Paradiesische Strände, grüne Wälder, kristallklares Wasser. Eigentlich wollen wir von unseren Reisen am liebsten schöne Bilder mitbringen. Doch der Plastikmüll der Welt schwappt auch an die letzten Paradiesstrände, eigentlich kann man ihm nirgendwo am Meer entkommen. Was kann man tun? Es gibt hoffnungsvolle Initiativen – zum Beispiel in Ecuador…

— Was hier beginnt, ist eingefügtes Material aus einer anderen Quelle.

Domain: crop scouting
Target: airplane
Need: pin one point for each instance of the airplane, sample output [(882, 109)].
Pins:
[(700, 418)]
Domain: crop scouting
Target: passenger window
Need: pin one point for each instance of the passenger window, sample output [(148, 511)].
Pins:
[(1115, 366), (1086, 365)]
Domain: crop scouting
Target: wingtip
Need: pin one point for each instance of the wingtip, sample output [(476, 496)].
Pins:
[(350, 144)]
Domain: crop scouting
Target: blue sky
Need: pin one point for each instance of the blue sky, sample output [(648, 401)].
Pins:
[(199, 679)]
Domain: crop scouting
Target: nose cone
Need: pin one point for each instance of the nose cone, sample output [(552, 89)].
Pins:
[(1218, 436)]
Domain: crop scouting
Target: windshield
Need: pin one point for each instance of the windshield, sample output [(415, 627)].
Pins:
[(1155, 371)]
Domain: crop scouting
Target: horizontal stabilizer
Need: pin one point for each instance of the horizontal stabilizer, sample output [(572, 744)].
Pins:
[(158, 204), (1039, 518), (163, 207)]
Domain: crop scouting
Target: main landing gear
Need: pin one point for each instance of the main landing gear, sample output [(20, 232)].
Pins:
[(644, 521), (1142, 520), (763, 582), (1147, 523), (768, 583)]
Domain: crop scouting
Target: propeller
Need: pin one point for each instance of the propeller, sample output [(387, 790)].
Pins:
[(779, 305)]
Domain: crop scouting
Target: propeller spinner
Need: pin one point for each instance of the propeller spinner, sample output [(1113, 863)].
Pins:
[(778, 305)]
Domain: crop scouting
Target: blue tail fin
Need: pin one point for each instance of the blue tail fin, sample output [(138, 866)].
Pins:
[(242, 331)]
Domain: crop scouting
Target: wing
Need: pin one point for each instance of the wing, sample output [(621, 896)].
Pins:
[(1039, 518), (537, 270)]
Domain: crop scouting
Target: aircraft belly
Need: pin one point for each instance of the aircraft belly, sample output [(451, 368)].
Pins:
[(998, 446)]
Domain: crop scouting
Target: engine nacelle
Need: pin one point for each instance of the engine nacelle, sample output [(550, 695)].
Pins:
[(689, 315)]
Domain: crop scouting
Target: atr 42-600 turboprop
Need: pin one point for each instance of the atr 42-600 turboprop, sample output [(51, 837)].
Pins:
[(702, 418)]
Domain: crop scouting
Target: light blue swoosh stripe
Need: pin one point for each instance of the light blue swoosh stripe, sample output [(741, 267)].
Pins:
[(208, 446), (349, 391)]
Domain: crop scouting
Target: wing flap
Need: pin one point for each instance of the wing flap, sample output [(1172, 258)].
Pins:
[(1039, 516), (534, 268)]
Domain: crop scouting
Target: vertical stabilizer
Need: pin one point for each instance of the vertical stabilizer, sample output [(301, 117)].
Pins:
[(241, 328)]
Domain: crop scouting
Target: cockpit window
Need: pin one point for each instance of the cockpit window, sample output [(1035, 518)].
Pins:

Als ich in diesem Sommer nach langer Zeit mal wieder am Pazifik unterwegs war, konnte ich bei Ebbe ganz deutlich die Flutlinie am Strand erkennen, und zwar nicht nur dort, wo eine kräftige Welle Seetang, Holz, Muschelschalen – oder auch Müll – hinterlassen hat (das gab es auch früher schon). Heute zieht sich am gesamten Strand eine feine dunkle Linie entlang. Die besteht nicht nur aus Naturmaterialien , sondern ist mit winzigkleinen, bunten Plastikkügelchen durchsetzt. Wie groß das Plastikmüllproblem inzwischen ist, zeigt auch der größte, stetig wachsende Müllstrudel im Pazifik, der Great Pacific Ocean Garbage Patch. Überall auf der Welt verenden Meeresbewohner inzwischen qualvoll an Kleinstmüll und in herumtreibenden Geisternetzen.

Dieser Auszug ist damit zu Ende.